School of Pharmacy, Kitasato University, Tokyo, Japan.
Drug Metab Pharmacokinet. 2013;28(4):345-55. doi: 10.2133/dmpk.dmpk-12-rg-133. Epub 2013 Jan 29.
Cytochrome P450 3A4 (CYP3A4) is a member of the CYP family and is an important enzyme in drug metabolism. A compound that inhibits CYP3A4 activity could also affect the pharmacokinetics of other substrates, resulting in drug-drug interactions (DDIs) that could cause side effects. Pharmacokinetic data from drug-development studies in rats often determine the dosage used in human clinical trials. It is therefore useful to understand differences in metabolism in different species at an early stage in drug development. Human and rat CYP3A enzymes show different inhibition profiles with different drugs, although the mechanisms involved are not yet clear. Here we built three-dimensional quantitative structure-activity relationship (3D-QSAR) models using structure-based comparative molecular field analysis (CoMFA), to predict the direct inhibitory activity of ligands for human CYP3A4 and rat CYP3A1, based on computer-ligand docking. The alignment of the ligand docking poses suggested that key amino acid-ligand interactions (e.g., Thr309 in CYP3A4 and Pro310 in CYP3A1) characterized the different potencies with which the ligands inhibited CYP3A4 and CYP3A1. The 3D-QSAR models for human and rat CYP3A family inhibitors predicted the potency of inhibitors and could be useful for assessing DDIs at an early stage in drug discovery.

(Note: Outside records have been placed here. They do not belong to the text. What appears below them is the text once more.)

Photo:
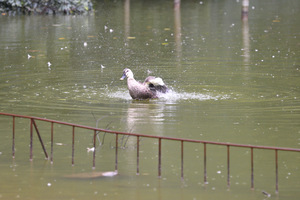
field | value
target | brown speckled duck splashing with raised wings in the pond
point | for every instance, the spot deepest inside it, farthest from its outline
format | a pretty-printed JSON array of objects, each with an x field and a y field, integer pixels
[{"x": 149, "y": 89}]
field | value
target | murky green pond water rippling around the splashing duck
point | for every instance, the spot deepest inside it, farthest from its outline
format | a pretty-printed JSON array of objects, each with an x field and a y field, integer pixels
[{"x": 231, "y": 80}]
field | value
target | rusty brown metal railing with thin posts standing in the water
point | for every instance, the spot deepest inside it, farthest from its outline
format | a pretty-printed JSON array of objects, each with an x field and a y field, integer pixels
[{"x": 138, "y": 136}]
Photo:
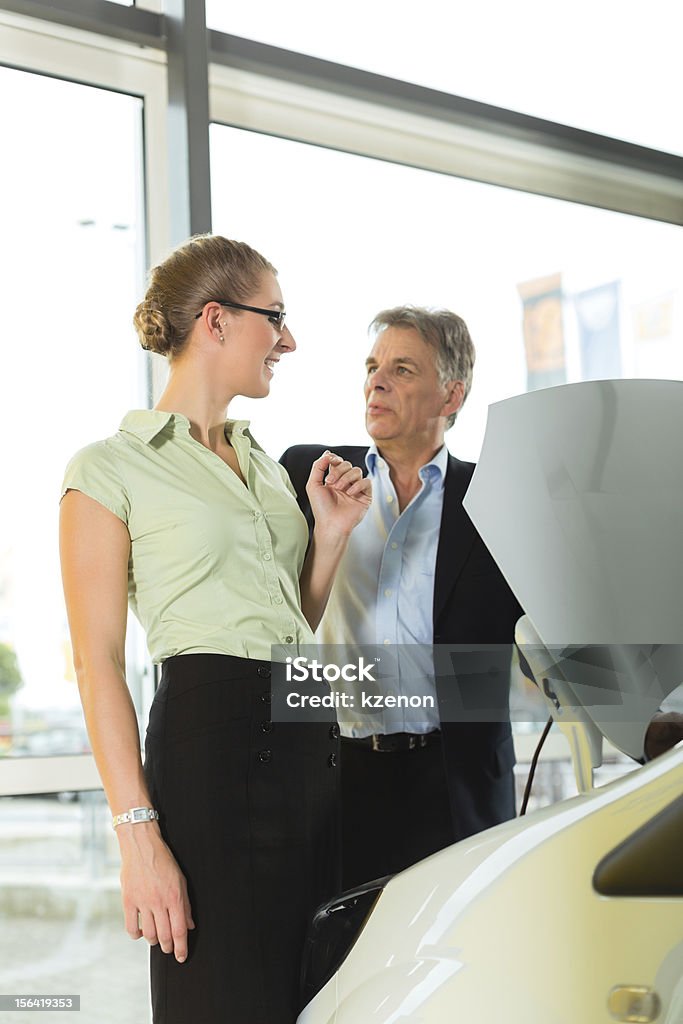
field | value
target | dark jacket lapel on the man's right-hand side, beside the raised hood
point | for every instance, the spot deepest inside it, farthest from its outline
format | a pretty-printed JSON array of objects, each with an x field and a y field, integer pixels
[{"x": 457, "y": 534}]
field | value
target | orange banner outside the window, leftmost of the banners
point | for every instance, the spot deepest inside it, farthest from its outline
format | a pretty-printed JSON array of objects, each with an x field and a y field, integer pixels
[{"x": 544, "y": 336}]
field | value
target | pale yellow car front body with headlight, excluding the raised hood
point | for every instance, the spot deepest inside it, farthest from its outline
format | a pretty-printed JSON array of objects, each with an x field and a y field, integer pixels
[{"x": 571, "y": 916}]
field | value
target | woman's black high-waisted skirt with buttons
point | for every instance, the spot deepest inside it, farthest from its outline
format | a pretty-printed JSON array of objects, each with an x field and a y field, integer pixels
[{"x": 250, "y": 810}]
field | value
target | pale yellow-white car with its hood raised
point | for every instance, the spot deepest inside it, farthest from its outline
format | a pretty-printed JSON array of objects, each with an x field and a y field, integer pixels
[{"x": 573, "y": 915}]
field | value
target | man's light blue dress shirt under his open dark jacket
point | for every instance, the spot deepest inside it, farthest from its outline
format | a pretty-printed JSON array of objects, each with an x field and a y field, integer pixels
[{"x": 385, "y": 593}]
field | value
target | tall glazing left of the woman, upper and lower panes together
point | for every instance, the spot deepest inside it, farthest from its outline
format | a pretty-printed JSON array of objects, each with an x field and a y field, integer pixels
[{"x": 72, "y": 267}]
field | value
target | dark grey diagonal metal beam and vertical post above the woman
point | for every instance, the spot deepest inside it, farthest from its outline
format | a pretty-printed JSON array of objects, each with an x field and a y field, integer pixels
[{"x": 183, "y": 30}]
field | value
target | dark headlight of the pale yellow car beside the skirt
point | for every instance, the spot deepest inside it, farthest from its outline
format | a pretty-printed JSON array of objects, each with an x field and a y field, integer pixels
[{"x": 332, "y": 933}]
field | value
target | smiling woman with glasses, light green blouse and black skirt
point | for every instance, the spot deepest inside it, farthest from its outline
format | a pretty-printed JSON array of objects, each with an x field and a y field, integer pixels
[{"x": 228, "y": 836}]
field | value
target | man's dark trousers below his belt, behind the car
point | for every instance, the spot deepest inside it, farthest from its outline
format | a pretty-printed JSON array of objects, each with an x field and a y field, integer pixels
[{"x": 396, "y": 809}]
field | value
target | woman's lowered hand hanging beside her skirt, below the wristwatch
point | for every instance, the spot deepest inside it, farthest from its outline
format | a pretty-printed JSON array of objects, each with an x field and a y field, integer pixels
[{"x": 155, "y": 892}]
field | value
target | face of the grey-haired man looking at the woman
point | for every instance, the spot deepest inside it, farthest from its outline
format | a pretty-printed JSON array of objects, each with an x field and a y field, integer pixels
[{"x": 405, "y": 400}]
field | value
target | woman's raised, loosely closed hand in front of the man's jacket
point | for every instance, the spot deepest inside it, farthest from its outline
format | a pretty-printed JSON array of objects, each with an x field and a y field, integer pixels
[{"x": 340, "y": 499}]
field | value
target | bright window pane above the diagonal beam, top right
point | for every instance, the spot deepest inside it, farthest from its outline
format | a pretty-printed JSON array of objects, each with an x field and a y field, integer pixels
[{"x": 609, "y": 68}]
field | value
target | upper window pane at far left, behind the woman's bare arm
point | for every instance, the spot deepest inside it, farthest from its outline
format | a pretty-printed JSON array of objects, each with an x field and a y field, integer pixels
[{"x": 71, "y": 266}]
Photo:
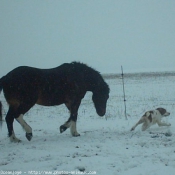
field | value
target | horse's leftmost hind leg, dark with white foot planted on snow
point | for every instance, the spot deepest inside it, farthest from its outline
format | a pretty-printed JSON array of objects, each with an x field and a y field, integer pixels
[{"x": 9, "y": 120}]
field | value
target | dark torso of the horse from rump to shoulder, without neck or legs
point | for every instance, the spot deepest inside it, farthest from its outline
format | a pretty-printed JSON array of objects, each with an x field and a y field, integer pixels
[{"x": 42, "y": 86}]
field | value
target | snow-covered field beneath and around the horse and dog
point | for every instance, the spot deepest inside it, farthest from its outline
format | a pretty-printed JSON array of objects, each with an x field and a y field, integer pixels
[{"x": 106, "y": 145}]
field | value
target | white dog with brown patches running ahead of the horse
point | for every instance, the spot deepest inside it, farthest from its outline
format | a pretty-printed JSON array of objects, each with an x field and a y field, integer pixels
[{"x": 152, "y": 117}]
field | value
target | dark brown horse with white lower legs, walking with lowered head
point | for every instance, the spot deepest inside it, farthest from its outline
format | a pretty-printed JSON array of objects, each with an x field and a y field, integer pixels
[{"x": 25, "y": 86}]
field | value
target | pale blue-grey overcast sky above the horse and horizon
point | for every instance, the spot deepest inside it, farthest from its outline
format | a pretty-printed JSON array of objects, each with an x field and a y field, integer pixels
[{"x": 105, "y": 34}]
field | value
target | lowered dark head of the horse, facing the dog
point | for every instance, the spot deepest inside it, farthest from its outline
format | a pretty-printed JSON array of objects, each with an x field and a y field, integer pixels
[{"x": 100, "y": 100}]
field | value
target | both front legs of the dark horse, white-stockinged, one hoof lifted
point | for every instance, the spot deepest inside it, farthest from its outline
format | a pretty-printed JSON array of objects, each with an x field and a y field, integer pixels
[{"x": 71, "y": 123}]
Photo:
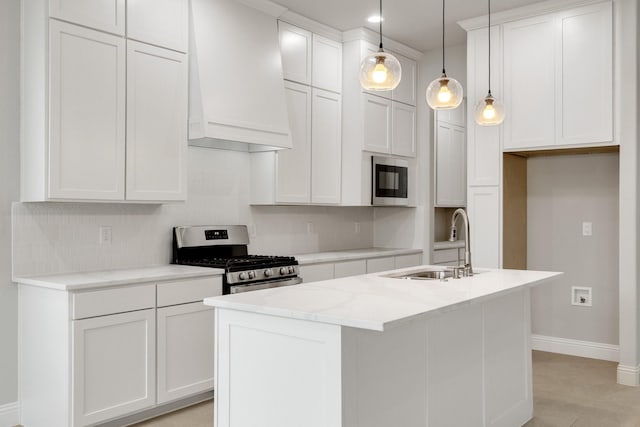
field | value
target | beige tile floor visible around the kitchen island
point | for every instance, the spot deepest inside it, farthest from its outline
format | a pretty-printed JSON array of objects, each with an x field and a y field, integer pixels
[{"x": 568, "y": 392}]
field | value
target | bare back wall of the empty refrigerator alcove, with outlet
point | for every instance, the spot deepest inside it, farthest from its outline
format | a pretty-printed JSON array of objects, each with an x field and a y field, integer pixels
[{"x": 564, "y": 191}]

细胞色素 P450 3A4(CYP3A4)是 CYP 家族的一员,是药物代谢中的重要酶。抑制 CYP3A4 活性的化合物也可能影响其他底物的药代动力学,导致药物相互作用(DDI),从而引起副作用。来自大鼠药物开发研究的药代动力学数据通常决定了在人类临床试验中使用的剂量。因此,在药物开发的早期阶段,了解不同物种的代谢差异是很有用的。尽管涉及的机制尚不清楚,但人和大鼠 CYP3A 酶对不同的药物表现出不同的抑制谱。在这里,我们使用基于结构的比较分子场分析(CoMFA)构建了三维定量构效关系(3D-QSAR)模型,基于计算机配体对接,预测配体对人 CYP3A4 和大鼠 CYP3A1 的直接抑制活性。配体对接构象的比对表明,关键的氨基酸-配体相互作用(例如,CYP3A4 中的 Thr309 和 CYP3A1 中的 Pro310)表征了配体抑制 CYP3A4 和 CYP3A1 的不同效力。人 CYP3A 家族抑制剂的 3D-QSAR 模型预测了抑制剂的效力,可用于在药物发现的早期阶段评估药物相互作用。